Save The Sand Programme

The Save the Sand Programme (SSP) promoted the practices of Integrated Catchment Management and Land Care in South Africa, using the Sand River Catchment as a test case. The objective was to address the rehabilitation of the Sand River and its tributaries in a holistic manner through effective and integrated catchment management.

The main themes of our National Water Act (1998) namely sustainability, equity and efficiency and the management of water on a catchment basis, have been adopted towards land and water management in the Sand River.

Catalysed by the 1992 drought, the SSP arose out of a precarious water security situation in the Sand River Catchment. A detailed feasibility study revealed that many of the problems could be ascribed to inappropriate and unsustainable land and water-use practices. The impacts were widely felt by downstream users and notably, by the rural poor. These problems highlighted the need for a new approach that makes clear the links between land and water.

A simplistic technical orientation to water management is naïve and has been shown to be ineffectual in the Sand River Catchment. Innovative technologies or engineering strategies cannot be implemented in a socio-cultural vacuum. The SSP has had to grapple with many fragmented and failed attempts at ‘improving’ water services and water resource management. One of the key contributing factors appears to be the exclusion of people involvement in the innovations.

Although a fair percentage of stakeholders residing in the Sand River Catchment accept the importance of consultation, there are others who do not. This may be for a number of reasons ranging from political affiliation to financial benefit. That water related problems in the catchment are part of a set of wider socio, political, economic and biophysical factors is not widely accepted, with the consequences that the SSP has allocated considerable time, effort and financial resources to raising awareness of interrelatedness of some of the issues at hand.

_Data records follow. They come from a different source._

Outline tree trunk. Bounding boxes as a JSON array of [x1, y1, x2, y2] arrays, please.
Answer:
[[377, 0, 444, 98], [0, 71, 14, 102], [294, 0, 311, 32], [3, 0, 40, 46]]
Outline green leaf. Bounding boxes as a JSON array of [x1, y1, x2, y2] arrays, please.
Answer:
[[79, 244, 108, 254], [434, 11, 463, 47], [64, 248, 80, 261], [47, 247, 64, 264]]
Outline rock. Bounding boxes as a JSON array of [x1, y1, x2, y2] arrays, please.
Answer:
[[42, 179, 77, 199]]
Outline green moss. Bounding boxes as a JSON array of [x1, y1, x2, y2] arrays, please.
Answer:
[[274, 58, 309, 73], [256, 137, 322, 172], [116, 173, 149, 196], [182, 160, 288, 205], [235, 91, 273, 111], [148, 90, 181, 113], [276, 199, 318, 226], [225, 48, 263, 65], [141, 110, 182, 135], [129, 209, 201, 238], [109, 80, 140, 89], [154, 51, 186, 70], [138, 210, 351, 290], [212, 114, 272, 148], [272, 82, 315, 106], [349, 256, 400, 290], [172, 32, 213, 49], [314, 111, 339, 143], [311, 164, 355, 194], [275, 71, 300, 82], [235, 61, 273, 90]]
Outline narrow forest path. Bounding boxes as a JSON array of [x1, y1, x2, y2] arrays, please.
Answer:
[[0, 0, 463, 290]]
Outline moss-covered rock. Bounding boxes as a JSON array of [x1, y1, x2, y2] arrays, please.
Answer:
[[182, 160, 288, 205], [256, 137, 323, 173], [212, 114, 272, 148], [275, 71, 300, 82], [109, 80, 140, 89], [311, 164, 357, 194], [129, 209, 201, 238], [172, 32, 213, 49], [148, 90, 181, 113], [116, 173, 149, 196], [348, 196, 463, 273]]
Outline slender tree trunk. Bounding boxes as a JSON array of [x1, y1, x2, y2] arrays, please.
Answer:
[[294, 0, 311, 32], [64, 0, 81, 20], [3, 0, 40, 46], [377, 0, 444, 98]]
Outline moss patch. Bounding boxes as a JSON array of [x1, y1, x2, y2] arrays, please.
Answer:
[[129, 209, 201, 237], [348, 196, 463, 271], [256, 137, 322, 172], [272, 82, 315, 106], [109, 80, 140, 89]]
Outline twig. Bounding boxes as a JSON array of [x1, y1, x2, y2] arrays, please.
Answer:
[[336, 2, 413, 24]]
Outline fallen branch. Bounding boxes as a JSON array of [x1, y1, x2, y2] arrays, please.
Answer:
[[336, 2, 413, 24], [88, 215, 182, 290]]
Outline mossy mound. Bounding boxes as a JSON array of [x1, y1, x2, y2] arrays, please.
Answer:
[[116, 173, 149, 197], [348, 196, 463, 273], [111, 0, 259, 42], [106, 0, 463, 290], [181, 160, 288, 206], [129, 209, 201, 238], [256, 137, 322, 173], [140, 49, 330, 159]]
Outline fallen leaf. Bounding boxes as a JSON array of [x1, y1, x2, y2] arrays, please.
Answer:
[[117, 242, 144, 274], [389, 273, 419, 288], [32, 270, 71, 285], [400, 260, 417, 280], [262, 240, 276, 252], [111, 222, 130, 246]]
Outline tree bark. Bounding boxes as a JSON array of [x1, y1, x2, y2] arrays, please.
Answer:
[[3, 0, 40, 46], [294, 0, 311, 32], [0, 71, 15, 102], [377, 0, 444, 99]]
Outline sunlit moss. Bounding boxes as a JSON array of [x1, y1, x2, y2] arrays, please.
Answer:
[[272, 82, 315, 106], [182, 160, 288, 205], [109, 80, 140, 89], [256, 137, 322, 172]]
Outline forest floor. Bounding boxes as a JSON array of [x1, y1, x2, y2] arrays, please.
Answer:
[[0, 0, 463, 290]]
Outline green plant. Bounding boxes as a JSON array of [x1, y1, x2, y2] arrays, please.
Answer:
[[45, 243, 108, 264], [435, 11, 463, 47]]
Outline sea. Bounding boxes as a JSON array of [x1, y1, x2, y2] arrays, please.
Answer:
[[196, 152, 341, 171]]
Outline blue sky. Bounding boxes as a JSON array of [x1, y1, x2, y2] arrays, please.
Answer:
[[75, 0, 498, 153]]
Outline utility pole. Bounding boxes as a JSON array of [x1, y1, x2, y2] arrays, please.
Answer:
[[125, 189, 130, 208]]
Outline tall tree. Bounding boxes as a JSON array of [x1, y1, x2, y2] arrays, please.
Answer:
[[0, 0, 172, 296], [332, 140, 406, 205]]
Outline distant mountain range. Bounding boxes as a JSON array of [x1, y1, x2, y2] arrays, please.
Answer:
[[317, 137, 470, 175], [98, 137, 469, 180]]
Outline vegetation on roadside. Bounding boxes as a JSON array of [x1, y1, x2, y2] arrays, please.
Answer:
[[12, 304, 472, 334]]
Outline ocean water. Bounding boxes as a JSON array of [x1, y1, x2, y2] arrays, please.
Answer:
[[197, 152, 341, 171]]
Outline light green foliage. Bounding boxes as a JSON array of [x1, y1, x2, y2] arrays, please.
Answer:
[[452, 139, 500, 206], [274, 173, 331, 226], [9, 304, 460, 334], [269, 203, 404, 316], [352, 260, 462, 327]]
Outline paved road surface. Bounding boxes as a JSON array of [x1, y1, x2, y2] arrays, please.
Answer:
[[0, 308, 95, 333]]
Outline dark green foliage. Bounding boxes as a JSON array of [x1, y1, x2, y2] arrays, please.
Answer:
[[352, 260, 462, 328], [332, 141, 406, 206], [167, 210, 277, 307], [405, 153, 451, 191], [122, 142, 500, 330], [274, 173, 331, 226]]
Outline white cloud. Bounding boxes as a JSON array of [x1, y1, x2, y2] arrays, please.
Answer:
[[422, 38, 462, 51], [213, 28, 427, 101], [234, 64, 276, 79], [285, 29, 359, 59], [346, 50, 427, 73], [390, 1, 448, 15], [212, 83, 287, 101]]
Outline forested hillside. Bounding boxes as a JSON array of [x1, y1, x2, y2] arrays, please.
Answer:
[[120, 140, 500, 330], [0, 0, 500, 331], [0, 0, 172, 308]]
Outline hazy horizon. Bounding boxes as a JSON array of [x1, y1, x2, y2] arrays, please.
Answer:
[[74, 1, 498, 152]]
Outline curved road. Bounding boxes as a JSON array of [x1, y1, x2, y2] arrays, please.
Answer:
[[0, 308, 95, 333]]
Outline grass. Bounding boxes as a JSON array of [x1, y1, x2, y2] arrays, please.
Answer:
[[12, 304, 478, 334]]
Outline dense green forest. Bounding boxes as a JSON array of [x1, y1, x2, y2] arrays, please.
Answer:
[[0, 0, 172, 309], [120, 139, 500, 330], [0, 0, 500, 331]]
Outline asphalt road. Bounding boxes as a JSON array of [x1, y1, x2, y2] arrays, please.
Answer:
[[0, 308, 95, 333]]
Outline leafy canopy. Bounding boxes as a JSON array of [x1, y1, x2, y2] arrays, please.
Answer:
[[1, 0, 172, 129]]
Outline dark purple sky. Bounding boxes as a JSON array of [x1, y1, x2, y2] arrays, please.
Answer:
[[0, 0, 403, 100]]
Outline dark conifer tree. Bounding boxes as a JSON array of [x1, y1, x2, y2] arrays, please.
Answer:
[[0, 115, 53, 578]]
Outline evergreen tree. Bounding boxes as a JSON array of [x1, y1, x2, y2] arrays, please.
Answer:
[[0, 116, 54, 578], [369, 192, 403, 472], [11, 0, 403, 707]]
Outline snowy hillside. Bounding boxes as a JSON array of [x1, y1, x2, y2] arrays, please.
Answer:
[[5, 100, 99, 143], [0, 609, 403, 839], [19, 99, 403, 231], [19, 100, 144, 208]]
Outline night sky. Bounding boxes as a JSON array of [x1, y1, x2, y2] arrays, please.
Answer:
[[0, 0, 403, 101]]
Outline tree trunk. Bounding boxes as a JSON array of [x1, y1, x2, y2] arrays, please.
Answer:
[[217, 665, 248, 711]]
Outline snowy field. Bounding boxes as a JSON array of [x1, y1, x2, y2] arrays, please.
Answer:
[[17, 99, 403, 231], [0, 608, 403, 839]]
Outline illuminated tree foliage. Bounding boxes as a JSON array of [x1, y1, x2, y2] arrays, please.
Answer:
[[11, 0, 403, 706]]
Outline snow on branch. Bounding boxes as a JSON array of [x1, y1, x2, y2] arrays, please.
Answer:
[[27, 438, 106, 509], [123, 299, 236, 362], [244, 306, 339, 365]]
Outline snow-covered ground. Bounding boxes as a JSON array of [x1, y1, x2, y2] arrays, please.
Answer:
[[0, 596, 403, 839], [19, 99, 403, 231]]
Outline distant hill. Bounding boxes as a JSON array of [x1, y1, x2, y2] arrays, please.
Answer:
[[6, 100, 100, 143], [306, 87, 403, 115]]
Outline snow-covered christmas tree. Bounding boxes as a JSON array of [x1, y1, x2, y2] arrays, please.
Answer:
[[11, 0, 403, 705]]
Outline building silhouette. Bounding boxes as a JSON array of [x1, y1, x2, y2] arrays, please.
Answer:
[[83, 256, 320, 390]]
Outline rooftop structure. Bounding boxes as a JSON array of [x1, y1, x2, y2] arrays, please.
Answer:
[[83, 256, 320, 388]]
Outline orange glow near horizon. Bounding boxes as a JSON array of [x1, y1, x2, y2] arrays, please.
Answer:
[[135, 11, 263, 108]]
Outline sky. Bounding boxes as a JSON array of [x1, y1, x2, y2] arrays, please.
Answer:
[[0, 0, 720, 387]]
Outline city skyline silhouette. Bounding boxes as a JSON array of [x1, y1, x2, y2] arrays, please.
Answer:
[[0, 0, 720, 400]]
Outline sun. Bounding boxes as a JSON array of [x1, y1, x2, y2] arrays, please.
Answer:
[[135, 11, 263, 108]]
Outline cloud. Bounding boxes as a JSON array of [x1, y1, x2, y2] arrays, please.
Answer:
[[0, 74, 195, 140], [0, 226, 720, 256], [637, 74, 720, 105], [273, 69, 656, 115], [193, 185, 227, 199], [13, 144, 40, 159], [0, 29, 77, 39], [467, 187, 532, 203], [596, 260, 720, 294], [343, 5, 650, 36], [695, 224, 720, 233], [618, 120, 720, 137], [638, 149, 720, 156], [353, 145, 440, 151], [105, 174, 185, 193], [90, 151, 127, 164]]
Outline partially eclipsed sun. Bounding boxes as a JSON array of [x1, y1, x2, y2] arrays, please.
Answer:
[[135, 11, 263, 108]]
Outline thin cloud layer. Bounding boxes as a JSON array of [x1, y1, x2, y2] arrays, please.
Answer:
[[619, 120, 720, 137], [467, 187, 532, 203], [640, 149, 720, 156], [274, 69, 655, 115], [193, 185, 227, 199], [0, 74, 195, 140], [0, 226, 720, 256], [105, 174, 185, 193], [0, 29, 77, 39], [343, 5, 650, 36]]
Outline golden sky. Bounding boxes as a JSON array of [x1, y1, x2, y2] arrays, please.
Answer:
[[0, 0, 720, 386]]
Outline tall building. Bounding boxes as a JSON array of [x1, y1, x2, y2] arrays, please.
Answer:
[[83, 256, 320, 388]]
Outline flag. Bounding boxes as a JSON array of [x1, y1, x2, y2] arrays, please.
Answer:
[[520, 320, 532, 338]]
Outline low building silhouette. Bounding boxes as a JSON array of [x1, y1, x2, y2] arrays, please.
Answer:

An integrated orientation requires the cooperation and participation of the various stakeholders, decision makers and residents of the catchment in various levels of water resource management. Certainly not all aspects of the water management process requires that ALL stakeholders are actively involved but it is important that they understand the underlying concepts in order engage with the discussions and debates affecting their daily lives. Improved lines of communication, shared concepts and understanding and improved systems of involving stakeholders in participatory water resource management process are the biggest challenges facing an integrated catchment initiative such as the SSP.